Even Ludwig Göransson’s soundtrack updates, while respecting, Bill Conti’s original use of symphonic crescendos and thrillingly manipulative cues to bring us to our feet, cheering in all the right places. Like the underlying tale of David vs. Goliath, it’s entirely familiar, yet strangely new and welcome.

Together, Adonis and Rocky share an onscreen charisma that smolders and inspires, letting us share in their new adventure all over again. Creed reunites Coogler with Fruitvale Station’s Michael B. Jordan, an actor who’s also never been better than a performance that’s equal parts bravado and physical. He’s every bit Apollo’s son, eager to cast aside both the wealth and legacy thrust upon him by a man who died before he was even born. The Rocky here is grayed, physically aged, yet all the wiser for having lived through the school of hard-knocks he’s now teaching.

For Stallone, whose 1976 film roles earned him both Oscar nominations for screenwriting and acting (he lost both), adding an actual ‘acting’ win for his seventh turn at the character would be something. This is, without a doubt, the best onscreen performance Sly has ever given.

There will be those who, inevitably, misread Creed as a post-racial recasting of one of cinema’s most endurable icons, blinded by a prism of cultural diversity that never existed. Stallone and his new franchise bearers are smarter than this, knowing all too well their now shared mythology has always been about contrition, sacrifice and, when needed, a little silliness (no robots here, thankfully). Mickey once famously told Rock: “You’re gonna eat lightnin’ and you’re gonna crap thunder!” In Creed, Adonis just craps, and it’s hilarious.

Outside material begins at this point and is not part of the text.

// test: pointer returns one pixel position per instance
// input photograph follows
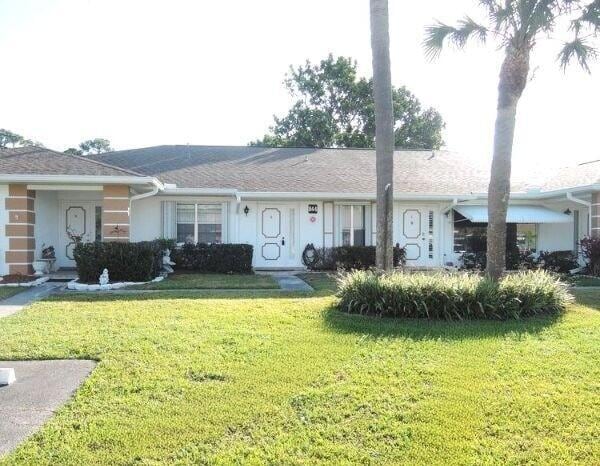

In spite of our best efforts, the world ain’t all sunshine and rainbows, and neither are blockbuster films. As a Rocky film, Creed is one of the best, and certainly the best made since the 1976 original. Whether it heralds an entirely new franchise of its own, much like its titular hero, will be up to the cinema gods if they favor such things. But for those who’ve watched and loved them all, since the beginning, the Rocky saga has come full circle, safely in the hands of new-generation who desperately need its message of hope and inspiration.